Budarlaigh has highlighted a few key points that will now be applied to foreign-flagged superyachts entering Indonesian waters, which have been disseminated by IYSG’s Liam Hempsey.
“We consider this the biggest change to Indonesia's foreign yacht policy and are excited to see how it all translates in reality during the coming years”, Hempsey explained. “Captain Cilian has been instrumental in drafting the Perpres laws and opening Indonesia to visiting yachts since 2006. He is a part of the implementation oversight and Deputy Chairman of the Welcome Yacht Community.”

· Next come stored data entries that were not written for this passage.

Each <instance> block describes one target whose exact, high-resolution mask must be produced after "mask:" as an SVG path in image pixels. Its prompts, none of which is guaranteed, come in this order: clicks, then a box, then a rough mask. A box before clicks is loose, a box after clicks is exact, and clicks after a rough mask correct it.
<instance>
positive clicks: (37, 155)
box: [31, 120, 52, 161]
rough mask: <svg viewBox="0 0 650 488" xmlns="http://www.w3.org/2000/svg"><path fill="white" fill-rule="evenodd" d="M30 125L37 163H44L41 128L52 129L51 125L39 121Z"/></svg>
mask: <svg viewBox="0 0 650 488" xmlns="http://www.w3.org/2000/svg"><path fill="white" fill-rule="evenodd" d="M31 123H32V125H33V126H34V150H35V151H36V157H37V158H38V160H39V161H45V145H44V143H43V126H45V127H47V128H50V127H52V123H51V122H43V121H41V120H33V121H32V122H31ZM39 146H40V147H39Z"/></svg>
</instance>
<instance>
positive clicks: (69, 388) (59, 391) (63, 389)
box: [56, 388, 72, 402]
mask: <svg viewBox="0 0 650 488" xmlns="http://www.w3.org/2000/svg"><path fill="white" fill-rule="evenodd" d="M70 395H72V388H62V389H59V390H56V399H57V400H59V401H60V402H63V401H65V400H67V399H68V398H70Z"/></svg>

A yacht must apply for a cruising permit before entering Indonesian waters, although this can be procured via an e-CAIT form, which can be issued in as little as 24 hours, according to Hempsey. The Indonesian customs department has committed to enhancing the quality of its online database management, although a timescale for this project was not specified.
Once in Indonesian waters, foreign vessels do not require clearances at each port of call; clearance is now reserved to the first entry and the last exit ports. Foreign yacht owners can also now sign their own guarantee, which allows them to temporarily import their vessel.
However, foreign-flagged vessels are forbidden from chartering, although the government is apparently encouraging public-private partnerships in the provision of marine infrastructure such as marinas, and Hempsey claimed that IYSG is involved in a number of marina projects as a consultant. The Sea Transportation Department also committed to the provision of floating docks at 58 harbours, which could be used by superyacht tenders to come ashore.
“Indo Yacht Support have been the pioneers of superyacht visits to Indonesia for more than a decade, and continue to pioneer the cause with central government to effect substantive changes to ease entry and cruising”, Hempsey added.